Lesk and Mankin analyzed global precipitation records from 1980 to 2022 and found that annual rainfall has become more concentrated regardless of whether the local climate is wet or dry, they report in Nature .
The study projects that rainfall will grow more consolidated as global temperatures rise due to climate change. An increase of 2 degrees Celsius (3.6 degrees Fahrenheit) could lead to abnormally dry land conditions for 27% of the world's population, offsetting any rise in total rainfall, Lesk and Mankin report.
"This is not a good effect we've uncovered," says Lesk, who is now a professor of Earth and atmospheric sciences at the University of Quebec in Montreal. "It really exposes the mechanics of how climate change will affect water resources for everyone."
Lesk and Mankin employed an economic tool called a Gini coefficient that is typically used to measure wealth inequality to capture how evenly precipitation fell for a region during a given year.
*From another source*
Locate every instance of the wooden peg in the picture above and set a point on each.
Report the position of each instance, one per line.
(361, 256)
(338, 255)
The scale ranged from zero, or equal daily precipitation, to one, meaning all annual precipitation fell in a single day. The higher a region's Gini coefficient, the less evenly distributed its precipitation is.
The United States west of the Mississippi River experienced some of the world's highest levels of rain consolidation, with yearly rainfall for the Rocky Mountains becoming 20% more compacted into heavier downpours, the study finds. Rainfall in South America's Amazon River basin grew 30% more concentrated into heavy storms and longer dry spells, the largest change worldwide since 1980.
The Arctic, Northern Europe, and Canada exhibited as much as a 20% decrease in rain consolidation, meaning that precipitation became more evenly distributed between 1980 and 2022. While that would be a good thing for most of the world, that change likely reflects an increase in snow and rain year-round as these regions become warmer due to climate change.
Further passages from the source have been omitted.